Equipamento de níquel-hidrogênio acumula a energia captada pelos painéis solares para uso na estação

Associated Press,

22 Julho 2009 | 16h50

Uma dupla de astronautas, trabalhando em trajes espaciais em pleno vácuo, instalou algumas baterias novas na Estação Espacial Internacional (ISS) nesta quarta-feira, 22, num procedimento mais complexo e arriscado do que a simples descrição sugere. Esta foi a terceira caminhada espacial em cinco dias para a tripulação do ônibus espacial Endeavour.

 

O veterano astronauta David Wolf  e o novato Christopher Cassidy tinham quatro baterias de 9 anos de idade para trocar.

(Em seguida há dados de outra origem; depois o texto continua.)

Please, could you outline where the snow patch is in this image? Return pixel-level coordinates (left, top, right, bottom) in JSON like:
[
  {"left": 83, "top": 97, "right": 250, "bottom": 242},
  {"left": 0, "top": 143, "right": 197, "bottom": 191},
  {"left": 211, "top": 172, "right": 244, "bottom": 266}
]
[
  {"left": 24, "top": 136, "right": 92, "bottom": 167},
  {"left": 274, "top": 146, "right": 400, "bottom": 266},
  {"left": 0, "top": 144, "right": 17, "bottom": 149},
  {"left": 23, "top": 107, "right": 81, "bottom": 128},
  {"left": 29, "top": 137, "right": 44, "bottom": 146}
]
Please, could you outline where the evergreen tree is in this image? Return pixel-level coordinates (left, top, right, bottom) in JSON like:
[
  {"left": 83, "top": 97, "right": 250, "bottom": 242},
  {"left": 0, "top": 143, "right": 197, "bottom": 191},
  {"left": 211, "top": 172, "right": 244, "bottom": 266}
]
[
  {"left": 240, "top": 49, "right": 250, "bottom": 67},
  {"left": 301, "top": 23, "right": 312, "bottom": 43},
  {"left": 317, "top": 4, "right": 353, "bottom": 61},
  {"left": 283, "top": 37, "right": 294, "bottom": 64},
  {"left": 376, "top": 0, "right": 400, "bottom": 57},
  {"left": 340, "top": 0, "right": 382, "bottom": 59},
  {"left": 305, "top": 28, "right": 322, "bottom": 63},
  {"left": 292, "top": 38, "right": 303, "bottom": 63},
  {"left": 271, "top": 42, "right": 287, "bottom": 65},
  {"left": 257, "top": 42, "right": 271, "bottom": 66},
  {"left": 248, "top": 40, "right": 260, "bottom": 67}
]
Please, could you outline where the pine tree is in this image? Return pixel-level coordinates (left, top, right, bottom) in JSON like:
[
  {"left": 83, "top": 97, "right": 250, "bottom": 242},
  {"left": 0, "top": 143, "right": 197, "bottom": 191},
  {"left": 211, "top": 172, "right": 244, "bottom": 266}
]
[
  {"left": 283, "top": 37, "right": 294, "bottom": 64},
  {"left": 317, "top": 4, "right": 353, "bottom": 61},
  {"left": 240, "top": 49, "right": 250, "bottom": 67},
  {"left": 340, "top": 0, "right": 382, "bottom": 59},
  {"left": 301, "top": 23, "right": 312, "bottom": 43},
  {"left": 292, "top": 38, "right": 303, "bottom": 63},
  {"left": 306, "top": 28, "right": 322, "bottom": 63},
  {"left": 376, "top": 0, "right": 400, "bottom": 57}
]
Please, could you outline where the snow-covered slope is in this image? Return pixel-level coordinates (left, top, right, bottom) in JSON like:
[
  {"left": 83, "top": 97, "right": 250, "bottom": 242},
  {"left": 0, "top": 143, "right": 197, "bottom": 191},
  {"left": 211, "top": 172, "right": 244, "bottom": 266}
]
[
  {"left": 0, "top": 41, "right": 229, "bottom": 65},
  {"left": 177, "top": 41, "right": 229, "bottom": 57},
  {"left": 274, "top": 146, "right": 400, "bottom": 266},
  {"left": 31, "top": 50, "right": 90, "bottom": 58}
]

As baterias de níquel-hidrogênio são grandes - com um metro de comprimento e pesando 168 kg - e ficam num dos extremos da ISS, ao longo da estrutura que sustenta os grandes coletores de energia solar.

 

Isso exigiu uma longa jornada para os astronautas, levando-os o mais longe possível da escotilha que dá acesso ao interior da ISS. "Sem pressa", os astronautas repetiam um para o outro.

 

Depois de trocar a primeira bateria, Cassidy disse: "Estou feliz que não tenhamos outras 30". Eram outras três. Logo em seguida, Wolf encontrou um parafuso emperrado no local onde a segunda bateria teria de ser instalada. Foram necessárias várias tentativas para removê-lo.

 

Quando mais da metade do tempo destinado á caminhada espacial já havia se passado, duas baterias tinham sido trocadas e estavam funcionando. Essas baterias são essenciais, uma vez que esticam a energia recolhida pelos painéis solares.

 

Duas outras baterias serão trocadas sexta-feira. Cada uma custa US$ 3,6 milhões. Todas as baterias velhas voltarão à Terra a bordo do Endeavour.

 

A caminhada espacial foi encerrada com pouco mais de 5 horas - a previsão era de que durasse seis horas e meia. O motivo, de acordo com a Nasa, foi um aumento na concentração de gás carbônico dentro do traje espacial de Cassidy. A substitução das baterias foi interrompida nesse ponto.